# IEMS 490 Wave Training
Trains an open source version of Google's Wavenet architecture to fit our 'waves' from our LaserPowerCurrent and SignalPdInGaAs variables

In [22]:
import torch
from torch_fn.wavenet_lstm import lr_schedule, WaveNet_LSTM #LSTM of WaveNet
from torch_fn.wavenet import WaveNet # Normal WaveNet, likely from the paper. Need someone who is literate to check.
import h5py
from pathlib import Path
from sklearn.model_selection import train_test_split
from torch.utils.data import DataLoader, TensorDataset
import numpy as np
import torch.nn as nn
import torch.optim as optim

### For each time step in each file, get the Laser Power and Signal
We don't want to use X, Y because that can change in each layer

In [2]:
folder_path = './DATASET' # Replace with your folder path
# This creates a list of extensions (including the dot)
file_paths = [f for f in Path(folder_path).iterdir() if f.is_file() and f.suffix == '.hdf5']

print(file_paths)

[WindowsPath('DATASET/layer1.hdf5'), WindowsPath('DATASET/layer10.hdf5'), WindowsPath('DATASET/layer100.hdf5'), WindowsPath('DATASET/layer101.hdf5'), WindowsPath('DATASET/layer102.hdf5'), WindowsPath('DATASET/layer103.hdf5'), WindowsPath('DATASET/layer104.hdf5'), WindowsPath('DATASET/layer105.hdf5'), WindowsPath('DATASET/layer106.hdf5'), WindowsPath('DATASET/layer107.hdf5'), WindowsPath('DATASET/layer108.hdf5'), WindowsPath('DATASET/layer109.hdf5'), WindowsPath('DATASET/layer11.hdf5'), WindowsPath('DATASET/layer110.hdf5'), WindowsPath('DATASET/layer111.hdf5'), WindowsPath('DATASET/layer112.hdf5'), WindowsPath('DATASET/layer113.hdf5'), WindowsPath('DATASET/layer114.hdf5'), WindowsPath('DATASET/layer115.hdf5'), WindowsPath('DATASET/layer116.hdf5'), WindowsPath('DATASET/layer117.hdf5'), WindowsPath('DATASET/layer118.hdf5'), WindowsPath('DATASET/layer119.hdf5'), WindowsPath('DATASET/layer12.hdf5'), WindowsPath('DATASET/layer120.hdf5'), WindowsPath('DATASET/layer121.hdf5'), WindowsPath('DAT

In [3]:
file1 = h5py.File(file_paths[0], 'r')
file1

<HDF5 file "layer1.hdf5" (mode r)>

In [92]:
#data = []
lazer_data = []
signal_data = []
min_rows = 32000
max_rows = 0
for file in file_paths:
    file_info = h5py.File(file, 'r')
    file_data = file_info['OpenData']
    lazer = file_data[5]
    signal = file_data[6]
    #print(len(lazer))
    #print(len(signal))
    if len(lazer) != len(signal):
        print(f"There is an issue with {file}")
    if len(lazer) < min_rows:
        min_rows = len(lazer)
    if len(lazer) > max_rows:
        max_rows = len(lazer)
    lazer_data.append(lazer)
    signal_data.append(signal)
    #data.append([lazer, signal])
print(f"The minimum number of data points in a single file is {min_rows}")
print(f"The maximum number of data points in a single file is {max_rows}")

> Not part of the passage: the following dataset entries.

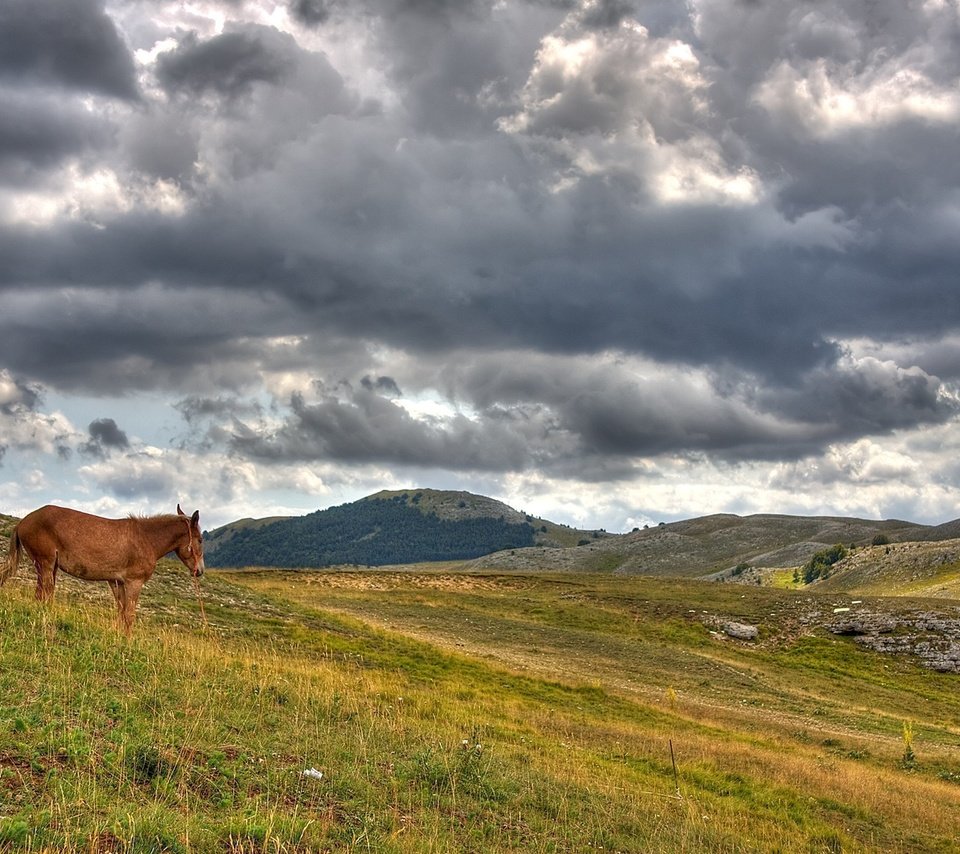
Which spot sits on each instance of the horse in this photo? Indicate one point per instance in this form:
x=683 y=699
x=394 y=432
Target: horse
x=122 y=552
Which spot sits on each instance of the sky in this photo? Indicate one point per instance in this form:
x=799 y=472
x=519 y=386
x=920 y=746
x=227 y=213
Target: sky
x=613 y=262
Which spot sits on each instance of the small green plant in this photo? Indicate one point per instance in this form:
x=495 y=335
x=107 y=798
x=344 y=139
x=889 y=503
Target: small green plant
x=909 y=758
x=821 y=564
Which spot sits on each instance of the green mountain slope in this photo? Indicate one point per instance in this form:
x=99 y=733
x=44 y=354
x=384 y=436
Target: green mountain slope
x=930 y=569
x=380 y=530
x=708 y=545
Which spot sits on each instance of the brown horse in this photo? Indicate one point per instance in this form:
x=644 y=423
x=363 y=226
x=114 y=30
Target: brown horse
x=122 y=552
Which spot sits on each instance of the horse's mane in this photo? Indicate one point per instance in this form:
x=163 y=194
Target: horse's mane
x=155 y=517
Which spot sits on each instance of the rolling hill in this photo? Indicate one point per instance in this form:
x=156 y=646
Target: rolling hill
x=708 y=546
x=399 y=527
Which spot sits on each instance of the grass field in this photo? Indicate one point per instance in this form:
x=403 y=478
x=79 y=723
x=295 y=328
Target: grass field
x=443 y=711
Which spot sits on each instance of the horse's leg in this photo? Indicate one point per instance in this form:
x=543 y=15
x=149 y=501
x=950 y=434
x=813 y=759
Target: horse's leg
x=116 y=588
x=131 y=596
x=46 y=579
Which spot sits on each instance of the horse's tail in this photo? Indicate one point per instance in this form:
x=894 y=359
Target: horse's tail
x=13 y=557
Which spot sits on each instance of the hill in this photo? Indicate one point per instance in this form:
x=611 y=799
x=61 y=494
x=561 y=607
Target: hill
x=390 y=527
x=707 y=546
x=930 y=569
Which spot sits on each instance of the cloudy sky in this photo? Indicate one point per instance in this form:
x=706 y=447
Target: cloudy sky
x=611 y=261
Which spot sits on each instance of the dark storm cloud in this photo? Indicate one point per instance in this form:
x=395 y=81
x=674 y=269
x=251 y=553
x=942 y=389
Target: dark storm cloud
x=71 y=44
x=360 y=426
x=40 y=132
x=546 y=179
x=105 y=436
x=312 y=12
x=229 y=63
x=386 y=385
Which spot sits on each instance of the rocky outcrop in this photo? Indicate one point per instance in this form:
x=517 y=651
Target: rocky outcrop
x=933 y=638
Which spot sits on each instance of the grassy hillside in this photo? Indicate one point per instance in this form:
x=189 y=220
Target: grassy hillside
x=453 y=712
x=900 y=569
x=707 y=545
x=457 y=505
x=372 y=532
x=390 y=527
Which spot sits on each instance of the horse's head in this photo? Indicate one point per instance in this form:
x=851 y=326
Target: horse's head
x=190 y=551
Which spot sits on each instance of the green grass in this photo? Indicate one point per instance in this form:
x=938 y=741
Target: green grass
x=454 y=712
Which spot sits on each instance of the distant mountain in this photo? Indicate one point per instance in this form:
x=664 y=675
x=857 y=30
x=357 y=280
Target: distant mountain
x=921 y=568
x=708 y=545
x=391 y=527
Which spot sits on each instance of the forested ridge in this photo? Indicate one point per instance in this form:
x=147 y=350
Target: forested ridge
x=373 y=532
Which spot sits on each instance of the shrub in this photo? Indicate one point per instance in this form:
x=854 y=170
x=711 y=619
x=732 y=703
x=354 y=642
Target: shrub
x=820 y=565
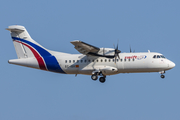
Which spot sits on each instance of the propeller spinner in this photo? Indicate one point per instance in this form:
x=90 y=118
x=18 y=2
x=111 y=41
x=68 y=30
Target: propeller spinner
x=116 y=53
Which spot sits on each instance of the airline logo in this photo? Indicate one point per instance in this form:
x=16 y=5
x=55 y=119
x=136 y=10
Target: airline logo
x=136 y=57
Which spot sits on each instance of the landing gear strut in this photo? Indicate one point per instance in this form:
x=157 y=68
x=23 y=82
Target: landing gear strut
x=162 y=76
x=101 y=79
x=94 y=77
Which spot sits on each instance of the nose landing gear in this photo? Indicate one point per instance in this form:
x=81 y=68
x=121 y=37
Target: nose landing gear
x=101 y=79
x=162 y=76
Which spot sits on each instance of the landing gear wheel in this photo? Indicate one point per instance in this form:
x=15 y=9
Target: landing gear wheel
x=94 y=77
x=102 y=79
x=162 y=76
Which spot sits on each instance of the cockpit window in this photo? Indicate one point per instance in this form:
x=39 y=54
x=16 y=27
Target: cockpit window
x=162 y=56
x=158 y=56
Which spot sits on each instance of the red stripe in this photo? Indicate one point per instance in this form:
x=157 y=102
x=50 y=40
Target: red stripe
x=37 y=56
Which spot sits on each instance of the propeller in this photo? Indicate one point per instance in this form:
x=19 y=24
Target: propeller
x=130 y=49
x=116 y=53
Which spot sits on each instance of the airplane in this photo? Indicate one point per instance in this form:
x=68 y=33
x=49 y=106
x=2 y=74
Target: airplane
x=92 y=61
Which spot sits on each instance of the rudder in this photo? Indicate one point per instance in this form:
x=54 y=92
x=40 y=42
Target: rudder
x=18 y=34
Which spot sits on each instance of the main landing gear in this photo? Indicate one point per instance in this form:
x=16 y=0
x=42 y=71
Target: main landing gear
x=101 y=79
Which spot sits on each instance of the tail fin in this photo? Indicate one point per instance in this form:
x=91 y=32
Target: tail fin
x=26 y=47
x=23 y=42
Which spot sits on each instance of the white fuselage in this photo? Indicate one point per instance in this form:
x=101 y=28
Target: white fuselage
x=128 y=63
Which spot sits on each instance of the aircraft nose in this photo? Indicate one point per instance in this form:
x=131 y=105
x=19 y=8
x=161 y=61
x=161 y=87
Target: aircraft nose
x=171 y=64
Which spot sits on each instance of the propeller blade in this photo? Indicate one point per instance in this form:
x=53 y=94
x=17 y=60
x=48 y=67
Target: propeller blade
x=130 y=48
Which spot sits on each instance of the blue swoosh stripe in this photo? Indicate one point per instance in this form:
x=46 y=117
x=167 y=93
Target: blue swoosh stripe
x=51 y=62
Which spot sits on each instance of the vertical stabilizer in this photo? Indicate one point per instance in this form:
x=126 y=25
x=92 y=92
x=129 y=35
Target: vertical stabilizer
x=21 y=40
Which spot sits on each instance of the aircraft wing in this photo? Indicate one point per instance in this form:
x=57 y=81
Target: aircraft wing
x=84 y=48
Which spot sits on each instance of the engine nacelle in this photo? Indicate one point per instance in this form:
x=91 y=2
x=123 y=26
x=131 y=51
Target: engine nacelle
x=107 y=70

The minimum number of data points in a single file is 9560
The maximum number of data points in a single file is 31135


### We need to get all data to the same dimensions

In [93]:
#dim_lazer_data = lazer_data
for i in range(len(lazer_data)):
    #dim_lazer_data[i] = np.array([0.0,0.0, 1.0])
    if len(lazer_data[i]) < max_rows:
        diff = max_rows - len(lazer_data[i])
        lazer_data[i]=np.concatenate((lazer_data[i],np.zeros(diff,)), axis=0)

In [94]:
min_rows = 32000
max_rows = 0
for dim in lazer_data:
    if len(dim) < min_rows:
        min_rows = len(dim)
    if len(dim) > max_rows:
        max_rows = len(dim)
    #data.append([lazer, signal])
print(f"The minimum number of data points in a single file is {min_rows}")
print(f"The maximum number of data points in a single file is {max_rows}")

The minimum number of data points in a single file is 31135
The maximum number of data points in a single file is 31135


In [95]:
# Split and turn to tensor
train_x, test_x = train_test_split(lazer_data, test_size=0.6)

In [105]:
#
# This errors because the dimensions are not consistent. There are three approaches, we can normalize the x and y and feed them as inputs and pad missing values
# OR we keep only lazer and signal and pad missing values OR we only sample ~300 points from each data sample
# 
x_train_tensor = torch.tensor(train_x)
x_test_tensor  = torch.tensor(test_x)

train_dataset = TensorDataset(x_train_tensor, x_train_tensor)
test_dataset  = TensorDataset(x_test_tensor, x_test_tensor)
batch_size = 1

train_loader = DataLoader(train_dataset, batch_size=batch_size, shuffle=True)
test_loader  = DataLoader(test_dataset, batch_size=batch_size, shuffle=False)

### Below code is buggy because padding is messed up

In [53]:
#import torch
from torch.nn.utils.rnn import pad_sequence

# Combine x and y into coordinate pairs for each path
# List of tensors, each of shape (length_i, 2)
path_tensors = [torch.tensor(np.stack([lazer[i], signal[i]], axis=0), dtype=torch.float32) 
                for i in range(len(lazer))]

# Pad so all paths match the longest path
padded_paths = pad_sequence(path_tensors, batch_first=True, padding_value=0.0)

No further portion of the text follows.